Nel 1967 Christo aveva immaginato di impacchettare Ponte Sant’Angelo e ipotizzato con Palma Bucarelli di avvolgere, per la prima volta nel mondo, l’architettura di un museo, scegliendo la Galleria Nazionale di Arte Moderna di Roma. Nessuno dei due progetti trovò compimento, ma il modellino rivestito dello spazio espositivo di Valle Giulia venne subito acquistato dalla coppia di collezionisti americani de Menil. Nel 1968, in occasione del Festival dei Due Mondi di Spoleto, il duo di artisti realizzò Wrapped Medieval Tower e Wrapped Fountain, e nel 1970, per il decimo anniversario della nascita del Nouveau Réalisme, i due Wrapped Monuments di Piazza Duomo e Piazza della Scala a Milano, coprendo con il polipropilene le statue di Vittorio Emanuele II e Leonardo da Vinci.
Nel 1974 a Roma furono, infine, avvolte per quaranta giorni Porta Pinciana e il tratto delle Mura Aureliane che collegava via Veneto a Villa Borghese, The Wall - Wrapped Roman Wall, grazie anche al coordinamento dell’amico, Guido Le Noci, proprietario della Galleria Apollinaire.

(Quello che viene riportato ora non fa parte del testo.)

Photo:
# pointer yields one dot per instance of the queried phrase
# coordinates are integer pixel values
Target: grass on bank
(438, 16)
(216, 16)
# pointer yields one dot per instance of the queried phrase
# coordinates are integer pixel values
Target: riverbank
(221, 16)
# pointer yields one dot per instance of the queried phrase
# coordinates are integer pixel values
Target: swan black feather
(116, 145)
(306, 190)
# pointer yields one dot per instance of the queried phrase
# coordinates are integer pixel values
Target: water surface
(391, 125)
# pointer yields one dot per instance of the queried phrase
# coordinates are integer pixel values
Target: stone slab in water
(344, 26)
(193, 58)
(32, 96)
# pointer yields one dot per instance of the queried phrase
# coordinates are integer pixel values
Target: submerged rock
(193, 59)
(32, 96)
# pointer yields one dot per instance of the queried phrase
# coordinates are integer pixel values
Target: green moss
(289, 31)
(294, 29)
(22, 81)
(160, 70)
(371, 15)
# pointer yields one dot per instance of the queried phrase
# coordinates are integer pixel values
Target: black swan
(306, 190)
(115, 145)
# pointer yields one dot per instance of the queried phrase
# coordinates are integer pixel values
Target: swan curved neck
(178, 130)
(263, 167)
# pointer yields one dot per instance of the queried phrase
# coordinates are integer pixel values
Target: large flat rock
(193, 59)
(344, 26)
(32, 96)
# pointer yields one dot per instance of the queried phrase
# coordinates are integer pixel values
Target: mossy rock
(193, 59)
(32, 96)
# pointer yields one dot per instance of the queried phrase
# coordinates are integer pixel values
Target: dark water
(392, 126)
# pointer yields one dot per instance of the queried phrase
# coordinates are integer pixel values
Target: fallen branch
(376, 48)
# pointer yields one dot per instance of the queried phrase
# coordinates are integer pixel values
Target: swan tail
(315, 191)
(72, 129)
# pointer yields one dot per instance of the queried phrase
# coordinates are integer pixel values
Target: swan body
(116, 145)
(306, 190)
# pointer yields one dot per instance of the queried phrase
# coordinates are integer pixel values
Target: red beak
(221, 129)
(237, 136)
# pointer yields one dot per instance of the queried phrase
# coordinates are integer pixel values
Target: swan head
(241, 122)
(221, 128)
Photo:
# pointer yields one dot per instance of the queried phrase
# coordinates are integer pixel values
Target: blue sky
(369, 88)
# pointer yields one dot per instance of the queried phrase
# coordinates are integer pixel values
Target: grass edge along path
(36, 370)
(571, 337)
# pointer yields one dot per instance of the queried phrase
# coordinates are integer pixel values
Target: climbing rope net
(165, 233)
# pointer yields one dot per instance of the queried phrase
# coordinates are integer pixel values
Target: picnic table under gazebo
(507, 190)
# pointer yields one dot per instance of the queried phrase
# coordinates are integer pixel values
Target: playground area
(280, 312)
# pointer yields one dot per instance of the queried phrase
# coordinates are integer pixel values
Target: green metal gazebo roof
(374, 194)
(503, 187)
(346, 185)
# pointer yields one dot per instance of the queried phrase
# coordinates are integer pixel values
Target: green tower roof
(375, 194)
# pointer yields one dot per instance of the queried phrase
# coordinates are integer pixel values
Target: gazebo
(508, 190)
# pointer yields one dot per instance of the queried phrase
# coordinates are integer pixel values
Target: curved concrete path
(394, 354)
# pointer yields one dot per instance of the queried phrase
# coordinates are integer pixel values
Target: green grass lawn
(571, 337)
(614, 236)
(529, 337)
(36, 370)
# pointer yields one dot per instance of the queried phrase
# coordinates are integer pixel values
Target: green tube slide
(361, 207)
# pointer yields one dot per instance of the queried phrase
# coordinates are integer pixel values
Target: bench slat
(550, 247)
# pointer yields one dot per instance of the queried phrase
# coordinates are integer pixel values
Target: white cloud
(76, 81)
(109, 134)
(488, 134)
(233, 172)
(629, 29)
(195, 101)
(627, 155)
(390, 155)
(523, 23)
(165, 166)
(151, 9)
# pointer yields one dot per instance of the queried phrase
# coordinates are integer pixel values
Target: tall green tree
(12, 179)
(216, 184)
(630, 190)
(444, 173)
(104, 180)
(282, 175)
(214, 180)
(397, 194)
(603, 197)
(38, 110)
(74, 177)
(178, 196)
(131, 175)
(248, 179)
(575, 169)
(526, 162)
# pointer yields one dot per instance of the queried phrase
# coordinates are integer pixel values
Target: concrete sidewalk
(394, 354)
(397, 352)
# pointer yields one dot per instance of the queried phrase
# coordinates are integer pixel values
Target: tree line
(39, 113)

Christo e Jeanne-Claude si sono avvalsi della consulenza di ingegneri ed esperti, per verificare con test a dimensione reale la realizzabilità dei propri progetti e individuare i territori più idonei ad accoglierli. In alcuni casi, però, il periodo di gestazione delle proposte è durato anche decenni, prima di ottenere i permessi per occupare lo spazio urbano e trovare le circostanze più adatte per sviluppare concretamente l’idea concepita. Esempio emblematico è L’Arc de Triomphe, Wrapped, l’installazione che sarà inaugurata nel 2021 nella capitale francese: la coppia aveva immaginato questo intervento già nel 1962, sviluppando in maniera ulteriore le ricerche tra gli anni Settanta e Ottanta; a distanza di 35 anni da The Pont Neuf Wrapped, l’ipotesi si concretizzerà con la collaborazione del Centre des Monuments Nationaux e del Centre Pompidou.
L’opera parigina sancirà simbolicamente il momento conclusivo della carriera degli artisti, l’atto finale di un’intesa professionale vincente e di un rapporto d’amore durato più di sessanta anni.